To address the issue of identity fraud, some parties have advocated moving from information-based authentication to these “strong” or “hardened” two-factor authentication system which requires the consumer to carry a unique physical device. This approach results in great cost to the organization and an unacceptable burden on the consumer. Even in cases where the hardened authentication systems utilize a scheme that a financial institution may deem secure at an acceptable cost, those systems don't address the consumer's need for convenience, nor the need to maintain privacy and integrity of the consumer's personal data.
Nevertheless, the declining cost of technology hardware has improved financial institutions' acceptance of hardened authentication systems. However, the issue of consumer adoption is more complicated. Consumers may be willing or able to carry a device to record and track identifying information and/or account information required by one financial institution, but are typically unwilling to carry multiple devices, one for each of the financial institutions, banks, merchants, healthcare providers, and governmental entities with whom they transact business.
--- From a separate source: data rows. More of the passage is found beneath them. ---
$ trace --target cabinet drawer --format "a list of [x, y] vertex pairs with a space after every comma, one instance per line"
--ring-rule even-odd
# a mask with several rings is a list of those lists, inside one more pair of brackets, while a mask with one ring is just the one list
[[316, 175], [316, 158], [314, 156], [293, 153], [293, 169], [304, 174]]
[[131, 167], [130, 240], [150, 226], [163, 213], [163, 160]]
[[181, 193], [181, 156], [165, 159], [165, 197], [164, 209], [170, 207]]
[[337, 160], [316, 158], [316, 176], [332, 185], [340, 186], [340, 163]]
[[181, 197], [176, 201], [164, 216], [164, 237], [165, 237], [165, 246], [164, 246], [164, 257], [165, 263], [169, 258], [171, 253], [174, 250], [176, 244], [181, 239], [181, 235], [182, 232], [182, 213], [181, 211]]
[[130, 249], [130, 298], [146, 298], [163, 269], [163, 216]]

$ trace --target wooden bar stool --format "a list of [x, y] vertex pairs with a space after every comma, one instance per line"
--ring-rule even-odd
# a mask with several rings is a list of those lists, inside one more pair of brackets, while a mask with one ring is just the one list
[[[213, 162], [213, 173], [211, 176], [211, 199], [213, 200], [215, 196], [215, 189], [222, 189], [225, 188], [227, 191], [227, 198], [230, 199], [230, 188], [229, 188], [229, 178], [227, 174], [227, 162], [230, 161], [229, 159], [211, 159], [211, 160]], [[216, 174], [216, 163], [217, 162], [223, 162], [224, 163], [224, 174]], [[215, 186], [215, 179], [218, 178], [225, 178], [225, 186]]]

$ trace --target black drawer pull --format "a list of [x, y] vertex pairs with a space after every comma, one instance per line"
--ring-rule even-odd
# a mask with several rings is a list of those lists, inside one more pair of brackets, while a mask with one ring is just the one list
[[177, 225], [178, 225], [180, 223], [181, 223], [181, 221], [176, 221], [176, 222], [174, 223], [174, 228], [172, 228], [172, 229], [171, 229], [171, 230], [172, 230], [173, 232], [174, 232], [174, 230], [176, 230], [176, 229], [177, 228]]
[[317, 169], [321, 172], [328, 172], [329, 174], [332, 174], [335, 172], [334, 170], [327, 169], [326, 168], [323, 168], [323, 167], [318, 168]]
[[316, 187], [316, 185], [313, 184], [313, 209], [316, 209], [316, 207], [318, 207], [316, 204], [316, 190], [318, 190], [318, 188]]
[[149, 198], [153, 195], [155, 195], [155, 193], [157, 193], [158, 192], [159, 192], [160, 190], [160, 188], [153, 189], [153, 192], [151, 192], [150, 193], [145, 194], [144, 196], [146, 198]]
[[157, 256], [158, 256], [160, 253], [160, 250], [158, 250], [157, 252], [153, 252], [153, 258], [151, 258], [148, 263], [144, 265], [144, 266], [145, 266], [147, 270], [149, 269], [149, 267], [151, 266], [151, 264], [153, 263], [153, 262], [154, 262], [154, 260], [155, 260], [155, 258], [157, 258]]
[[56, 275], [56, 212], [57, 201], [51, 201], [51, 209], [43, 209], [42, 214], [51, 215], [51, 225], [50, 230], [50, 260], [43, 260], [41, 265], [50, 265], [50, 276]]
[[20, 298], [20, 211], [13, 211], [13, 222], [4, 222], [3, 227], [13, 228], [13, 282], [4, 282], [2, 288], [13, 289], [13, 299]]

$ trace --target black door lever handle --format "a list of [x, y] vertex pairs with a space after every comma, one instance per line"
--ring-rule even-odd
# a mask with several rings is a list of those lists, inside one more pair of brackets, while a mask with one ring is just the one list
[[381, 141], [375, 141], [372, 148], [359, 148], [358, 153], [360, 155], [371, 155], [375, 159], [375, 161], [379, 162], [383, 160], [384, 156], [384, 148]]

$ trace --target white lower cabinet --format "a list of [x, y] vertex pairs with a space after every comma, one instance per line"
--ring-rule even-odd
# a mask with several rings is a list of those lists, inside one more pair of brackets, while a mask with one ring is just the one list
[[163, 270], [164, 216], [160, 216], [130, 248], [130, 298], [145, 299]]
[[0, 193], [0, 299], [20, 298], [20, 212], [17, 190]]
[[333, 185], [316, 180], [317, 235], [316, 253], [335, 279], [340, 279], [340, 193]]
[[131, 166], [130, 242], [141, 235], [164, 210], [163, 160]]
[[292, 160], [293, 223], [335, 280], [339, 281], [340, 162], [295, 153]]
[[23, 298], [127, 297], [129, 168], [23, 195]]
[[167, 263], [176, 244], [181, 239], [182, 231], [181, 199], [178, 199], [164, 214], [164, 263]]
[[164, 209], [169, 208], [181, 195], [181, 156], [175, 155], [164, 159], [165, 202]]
Consequently, consumers desire a single strong authentication mechanism that can be used by any of the organizations requiring the consumers identifying information. Moreover, consumers desire a scheme that operates consistently across all commercial transaction environments, whether on-line, over the phone or face-to-face.
There is a need, therefore, for a method and system that prevents fraud using a consumer's identifying information before, during and after a transaction. More specifically, the method and system must address new account fraud, account take-over fraud, payment fraud and general unauthorized access to sensitive personal information. There is also a need for a method and system that assists in the recovery process should identity theft occur. Such a system will be useful for a variety of organizations. For example, the prevention of new account fraud can be further used to minimize employment fraud and the prevention of payment fraud can also be further used to prevent fraudulent health-care insurance claims.
There is also a need for a system which is highly immune to identity fraud attacks. Ideally, such a system would employ multiple security factors, as well as multiple bands of communication prior to authenticating an individual. Such a multi-factor, multi-band system would present a significant technical obstacle for the fraudster to overcome.
There is also a need for a method and system that builds on the rigorous authentication processes that occur when an individual subscribes to, or applies for, credit-based accounts. Such a system will be useful for establishing new relationships with organizations and individuals.
There is a further need for a method and system that protects a consumer's credit file and credit scores by enabling creditors to authenticate new credit accounts prior to opening such accounts in a consumer's name. This provides the consumer with control over the consumer's personal credit not only with conventional creditors, but also from other users of credit files, including insurance and healthcare organizations and potential employers.